Cependant, cette baisse dans les violations des droits à la vie, à la sécurité et à l’intégrité physique et psychique de la population haïtienne n’empêche pas le RNDDH d’être préoccupé par ce mouvement ainsi que par les brigades d’autodéfense.

Il nous a été rapporté que des personnes inconnues rencontrées dans des quartiers qu’elles ont été amenées à fréquenter ont été soumises à des interrogatoires sommaires avant d’être exécutées.

Nous avons en effet visualisé plusieurs vidéos où des personnes ont été exécutées pour n’avoir pas fourni la bonne réponse, c’est-à-dire celle à laquelle s’attendait la foule.

Q : Comment la police devrait-elle répondre à ce mouvement ?

R. La police devrait inviter les citoyens à lui fournir des informations précises en vue de lui permettre d’intervenir elle-même.

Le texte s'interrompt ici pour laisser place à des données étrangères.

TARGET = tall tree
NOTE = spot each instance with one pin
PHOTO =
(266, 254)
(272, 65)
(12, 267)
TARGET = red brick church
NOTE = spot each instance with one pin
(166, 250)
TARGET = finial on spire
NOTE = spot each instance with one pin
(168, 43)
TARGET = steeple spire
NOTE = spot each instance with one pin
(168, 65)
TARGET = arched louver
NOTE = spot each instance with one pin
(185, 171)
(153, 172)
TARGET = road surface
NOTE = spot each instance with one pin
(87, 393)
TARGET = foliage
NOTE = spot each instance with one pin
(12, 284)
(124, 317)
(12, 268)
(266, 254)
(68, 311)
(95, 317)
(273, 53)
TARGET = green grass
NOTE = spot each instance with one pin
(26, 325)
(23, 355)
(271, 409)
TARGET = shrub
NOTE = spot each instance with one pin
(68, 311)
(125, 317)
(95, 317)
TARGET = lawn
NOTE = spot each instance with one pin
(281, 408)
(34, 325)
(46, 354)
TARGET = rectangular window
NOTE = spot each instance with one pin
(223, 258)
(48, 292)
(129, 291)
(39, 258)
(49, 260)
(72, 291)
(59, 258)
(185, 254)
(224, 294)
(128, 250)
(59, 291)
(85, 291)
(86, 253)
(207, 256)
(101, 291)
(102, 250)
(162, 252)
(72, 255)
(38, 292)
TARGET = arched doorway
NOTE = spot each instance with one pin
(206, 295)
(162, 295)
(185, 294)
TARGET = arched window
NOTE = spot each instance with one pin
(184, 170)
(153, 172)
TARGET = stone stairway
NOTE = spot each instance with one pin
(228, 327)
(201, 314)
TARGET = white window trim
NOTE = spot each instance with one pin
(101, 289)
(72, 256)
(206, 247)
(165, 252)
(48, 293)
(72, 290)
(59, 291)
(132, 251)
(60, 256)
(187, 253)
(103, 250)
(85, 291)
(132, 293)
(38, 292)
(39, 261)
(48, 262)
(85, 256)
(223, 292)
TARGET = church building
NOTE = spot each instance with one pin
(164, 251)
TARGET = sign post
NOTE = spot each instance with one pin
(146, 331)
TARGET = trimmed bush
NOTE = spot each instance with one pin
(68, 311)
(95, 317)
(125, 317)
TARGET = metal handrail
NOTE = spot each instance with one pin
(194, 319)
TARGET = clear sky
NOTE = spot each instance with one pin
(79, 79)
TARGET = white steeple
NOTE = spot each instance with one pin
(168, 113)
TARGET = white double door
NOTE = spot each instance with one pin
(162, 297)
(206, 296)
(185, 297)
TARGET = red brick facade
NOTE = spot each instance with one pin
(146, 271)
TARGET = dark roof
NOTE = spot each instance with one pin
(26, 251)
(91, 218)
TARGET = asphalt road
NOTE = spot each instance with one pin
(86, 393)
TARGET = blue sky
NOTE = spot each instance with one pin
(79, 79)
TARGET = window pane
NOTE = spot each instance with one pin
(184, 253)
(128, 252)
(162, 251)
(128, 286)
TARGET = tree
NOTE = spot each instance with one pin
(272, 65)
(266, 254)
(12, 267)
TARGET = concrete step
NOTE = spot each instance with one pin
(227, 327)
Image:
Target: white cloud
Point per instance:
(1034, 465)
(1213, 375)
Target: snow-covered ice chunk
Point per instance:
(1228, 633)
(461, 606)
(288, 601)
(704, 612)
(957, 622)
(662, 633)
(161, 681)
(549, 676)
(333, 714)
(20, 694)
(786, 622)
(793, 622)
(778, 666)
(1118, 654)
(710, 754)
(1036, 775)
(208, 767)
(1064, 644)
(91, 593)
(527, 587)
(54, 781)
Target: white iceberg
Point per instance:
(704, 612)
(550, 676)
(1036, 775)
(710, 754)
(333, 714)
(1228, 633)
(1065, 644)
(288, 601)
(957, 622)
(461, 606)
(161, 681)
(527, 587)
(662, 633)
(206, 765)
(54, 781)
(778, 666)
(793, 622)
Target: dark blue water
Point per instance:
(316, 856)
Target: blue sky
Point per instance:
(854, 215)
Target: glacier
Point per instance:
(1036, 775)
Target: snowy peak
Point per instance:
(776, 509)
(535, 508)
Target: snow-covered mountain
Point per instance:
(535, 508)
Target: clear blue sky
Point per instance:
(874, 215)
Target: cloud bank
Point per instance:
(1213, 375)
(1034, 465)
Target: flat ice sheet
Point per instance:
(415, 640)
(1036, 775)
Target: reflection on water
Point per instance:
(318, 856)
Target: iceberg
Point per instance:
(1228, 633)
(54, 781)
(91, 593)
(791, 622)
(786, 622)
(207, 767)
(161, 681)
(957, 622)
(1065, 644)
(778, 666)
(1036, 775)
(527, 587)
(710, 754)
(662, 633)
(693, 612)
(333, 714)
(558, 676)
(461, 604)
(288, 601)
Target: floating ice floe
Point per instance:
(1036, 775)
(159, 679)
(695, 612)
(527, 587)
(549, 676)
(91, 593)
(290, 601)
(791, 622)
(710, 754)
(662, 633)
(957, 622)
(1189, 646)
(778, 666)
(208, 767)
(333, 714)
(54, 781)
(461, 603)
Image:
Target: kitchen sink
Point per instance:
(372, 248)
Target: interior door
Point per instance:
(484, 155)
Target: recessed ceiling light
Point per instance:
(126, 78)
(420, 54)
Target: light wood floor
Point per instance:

C’est aussi le bon moment pour l’institution policière de faire preuve d’intelligence et de montrer qu’elle peut elle-même résoudre le problème de l’insécurité.

Q : Quelles sont les limites d’un mouvement comme celui-là ?

R. Un tel mouvement ne peut être un palliatif aux problèmes d’insécurité. Même si, pour le moment, il nous semble la seule réponse possible, l’État haïtien doit comprendre que cette spirale de violence engendre des violations inacceptables des droits à la vie et aux garanties judiciaires des personnes lynchées.

Pour nous, il est clair que le Bwa Kale ou les brigades d’autodéfense ne peuvent remplacer la chaîne pénale en général et le système judiciaire haïtien en particulier.

* Les réponses ont été raccourcies par souci de concision.